I don't think there is much to choose between them. We in Ireland believe there is a cartel and the cost of a 3 hour trip can be over €350.

Irish ferries and stena operate out of Dublin to Holyhead and Roslare to Pembroke. Stena and P&O do Belfast/Larne to Stranraer. The prices only seem to have a few pounds difference. The best ways to save money are to check travel at off peak days and times.

You may get a reduction with one of the clubs and I think stena give some reduction for age. Tesco vouchers can be used on most routes.

Irish ferries charge by height but the others charge by length, so this may be relevant. 

There are also ferries from Liverpool to Dublin or Belfast. The day sailing used to be cheaper than the night crossing but I have not used this.

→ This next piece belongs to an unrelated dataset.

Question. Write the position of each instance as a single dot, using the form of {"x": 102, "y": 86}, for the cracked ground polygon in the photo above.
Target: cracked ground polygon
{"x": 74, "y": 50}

You can also go by freight boat from Warrenpoint ( near Newry ) but you need to go at short notice and phone for quote, can't remember the port on the English side. I will find out the website from another forum and post it here later.

Hope this helps.

Davy


----------



## mgdavid (Nov 27, 2014)

define 'best' -
cheapest?
most frequent?
most convenient departure point to you?
newest ships?
there's Stena, P&O, and Irish Ferries


----------



## TeamRienza (Sep 21, 2010)

Hi, back again.

http://www.seatruckferries.com/ports/warrenpoint#warrenpoint-heysham

The service seems to run from warrenpoint to Heysham, or Dublin to Liverpool.

Not used it myself, but was the subject of a thread on motorhomecraic the Irish forum. Supposedly cheap but needs to be booked close to possible departure date. Think it said they can take 2 motor homes, which I would guess is more to do with accommodation than capacity as it is an 8 hour crossing, so passenger numbers may be pivotal.

Have a good trip and if you need advice join the 'craic'

Davy


----------